Uskup Agung Makassar Johannes Liku Ada usai pertemuan di Gereja Katedral Makassar mengemukakan, umat Katolik Keuskupan Agung Makassar mengucapkan terima kasih karenas Menkopolhukam menyempatkan hadir ke Makassar pascaledakan bom itu.
Pihaknya berharap, peristiwa bom bunuh diri di depan pagar Gereja Katedral pada 28 Maret 2021, tidak terjadi lagi. Umat Katolik juga mempercayai pemerintah serius dalam hal pemberantasan terorisme.
"Khususnya kami para pelayan pemimpin agama mempunyai tugas untuk memberi kesadaran kepada masing-masing menyangkut hal yang sebetulnya tidak ada kaitannya dengan agama. Tidak ada agama yang membenarkannya aksi terorisme," katanya.
Kabid Humas Polda Sulsel Kombes Zulpan sebelumnya menyebutkan, Densus 88 Antiteror dibantu tim Polda Sulsel kembali menangkap tiga terduga teroris. Namun, dia enggan merinci lokasi penangkapannya.

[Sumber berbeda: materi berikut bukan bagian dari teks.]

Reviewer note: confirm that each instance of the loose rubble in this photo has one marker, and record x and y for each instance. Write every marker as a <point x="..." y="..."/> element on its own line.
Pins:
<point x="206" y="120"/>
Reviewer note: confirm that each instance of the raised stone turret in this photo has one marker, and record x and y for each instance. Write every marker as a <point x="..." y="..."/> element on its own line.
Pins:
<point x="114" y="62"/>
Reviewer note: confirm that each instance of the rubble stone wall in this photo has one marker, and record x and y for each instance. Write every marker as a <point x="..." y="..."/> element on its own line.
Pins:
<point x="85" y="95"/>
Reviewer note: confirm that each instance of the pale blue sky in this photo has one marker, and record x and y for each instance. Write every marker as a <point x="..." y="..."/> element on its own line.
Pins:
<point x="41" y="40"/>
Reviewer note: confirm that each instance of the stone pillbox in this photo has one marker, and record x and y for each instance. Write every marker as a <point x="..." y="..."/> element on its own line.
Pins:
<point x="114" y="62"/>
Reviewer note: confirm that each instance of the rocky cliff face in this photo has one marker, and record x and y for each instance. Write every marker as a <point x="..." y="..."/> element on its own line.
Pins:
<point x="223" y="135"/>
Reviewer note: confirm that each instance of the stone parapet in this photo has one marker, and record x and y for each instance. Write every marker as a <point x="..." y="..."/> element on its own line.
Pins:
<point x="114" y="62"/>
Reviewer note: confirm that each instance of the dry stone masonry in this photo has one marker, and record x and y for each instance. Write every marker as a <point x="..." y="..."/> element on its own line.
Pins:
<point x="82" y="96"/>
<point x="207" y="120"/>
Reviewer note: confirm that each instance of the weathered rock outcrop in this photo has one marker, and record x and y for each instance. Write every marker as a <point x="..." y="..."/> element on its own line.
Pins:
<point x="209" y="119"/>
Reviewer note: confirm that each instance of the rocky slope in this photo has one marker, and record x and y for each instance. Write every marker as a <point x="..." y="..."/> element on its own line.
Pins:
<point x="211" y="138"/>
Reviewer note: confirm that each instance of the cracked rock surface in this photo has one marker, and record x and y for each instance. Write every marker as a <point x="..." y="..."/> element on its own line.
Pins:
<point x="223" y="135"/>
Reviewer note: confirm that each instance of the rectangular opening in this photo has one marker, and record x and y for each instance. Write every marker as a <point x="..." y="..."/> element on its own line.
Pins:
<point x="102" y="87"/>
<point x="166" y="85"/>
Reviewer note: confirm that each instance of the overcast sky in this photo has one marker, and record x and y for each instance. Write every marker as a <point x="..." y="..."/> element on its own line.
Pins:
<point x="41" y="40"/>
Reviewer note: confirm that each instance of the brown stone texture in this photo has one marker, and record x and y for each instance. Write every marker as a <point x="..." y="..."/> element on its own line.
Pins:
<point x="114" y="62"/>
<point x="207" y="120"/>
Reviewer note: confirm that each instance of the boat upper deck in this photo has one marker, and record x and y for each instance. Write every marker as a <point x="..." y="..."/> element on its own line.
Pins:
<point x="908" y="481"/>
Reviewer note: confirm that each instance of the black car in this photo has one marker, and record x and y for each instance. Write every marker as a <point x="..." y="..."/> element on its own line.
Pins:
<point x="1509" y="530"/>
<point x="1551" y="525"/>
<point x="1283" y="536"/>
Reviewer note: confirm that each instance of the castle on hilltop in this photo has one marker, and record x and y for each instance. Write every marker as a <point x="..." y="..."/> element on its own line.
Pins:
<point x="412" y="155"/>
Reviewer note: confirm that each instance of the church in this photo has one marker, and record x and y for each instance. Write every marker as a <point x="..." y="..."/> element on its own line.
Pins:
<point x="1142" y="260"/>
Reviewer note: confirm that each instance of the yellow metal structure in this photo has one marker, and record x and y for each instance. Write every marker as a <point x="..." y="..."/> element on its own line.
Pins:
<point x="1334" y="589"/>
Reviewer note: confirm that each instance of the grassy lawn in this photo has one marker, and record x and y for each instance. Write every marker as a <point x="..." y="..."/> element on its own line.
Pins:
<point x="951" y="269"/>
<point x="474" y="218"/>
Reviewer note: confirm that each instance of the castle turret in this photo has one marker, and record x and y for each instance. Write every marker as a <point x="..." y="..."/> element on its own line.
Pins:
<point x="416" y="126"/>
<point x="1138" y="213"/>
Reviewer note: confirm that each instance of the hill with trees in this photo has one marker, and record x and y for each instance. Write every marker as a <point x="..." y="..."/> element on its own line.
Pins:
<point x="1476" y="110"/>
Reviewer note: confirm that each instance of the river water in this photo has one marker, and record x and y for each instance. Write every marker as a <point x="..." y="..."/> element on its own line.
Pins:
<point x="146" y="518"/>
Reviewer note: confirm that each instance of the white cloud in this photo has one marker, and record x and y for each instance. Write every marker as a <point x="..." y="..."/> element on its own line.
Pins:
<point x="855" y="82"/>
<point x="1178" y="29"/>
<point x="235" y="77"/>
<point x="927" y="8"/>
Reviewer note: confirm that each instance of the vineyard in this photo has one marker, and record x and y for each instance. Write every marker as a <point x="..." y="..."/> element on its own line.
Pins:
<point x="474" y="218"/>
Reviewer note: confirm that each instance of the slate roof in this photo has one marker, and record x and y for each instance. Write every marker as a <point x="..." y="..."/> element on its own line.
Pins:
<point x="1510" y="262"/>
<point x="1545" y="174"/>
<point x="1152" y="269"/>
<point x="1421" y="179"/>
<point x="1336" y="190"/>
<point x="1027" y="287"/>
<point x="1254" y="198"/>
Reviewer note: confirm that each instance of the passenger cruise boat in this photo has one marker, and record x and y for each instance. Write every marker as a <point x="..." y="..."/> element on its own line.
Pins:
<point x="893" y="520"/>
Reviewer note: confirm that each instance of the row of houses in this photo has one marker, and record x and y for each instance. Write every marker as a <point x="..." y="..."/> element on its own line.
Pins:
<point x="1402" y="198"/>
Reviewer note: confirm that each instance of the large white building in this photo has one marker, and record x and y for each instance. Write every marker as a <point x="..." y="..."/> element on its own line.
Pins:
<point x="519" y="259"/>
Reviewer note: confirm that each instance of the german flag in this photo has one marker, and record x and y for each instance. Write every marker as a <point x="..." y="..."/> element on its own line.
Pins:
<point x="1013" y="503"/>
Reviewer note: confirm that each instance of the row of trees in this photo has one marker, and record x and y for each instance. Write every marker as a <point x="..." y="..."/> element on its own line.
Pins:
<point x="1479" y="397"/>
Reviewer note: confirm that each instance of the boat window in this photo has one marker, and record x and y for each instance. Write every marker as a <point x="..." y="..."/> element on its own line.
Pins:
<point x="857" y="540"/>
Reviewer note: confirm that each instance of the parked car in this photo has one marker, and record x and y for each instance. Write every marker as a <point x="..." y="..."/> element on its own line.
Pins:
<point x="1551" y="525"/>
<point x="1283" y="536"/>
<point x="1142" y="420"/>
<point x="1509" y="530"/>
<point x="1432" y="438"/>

Dari pengembangan kasus sejauh ini, tercatat total terduga teroris yang ditangkap di sejumlah daerah di Sulsel sebanyak 36 orang. Jumlah ini bertambah tiga orang dari jumlah yang lalu sebanyak 33 orang setelah aksi bom bunuh diri di gereja setempat, Minggu 28 Maret 2021.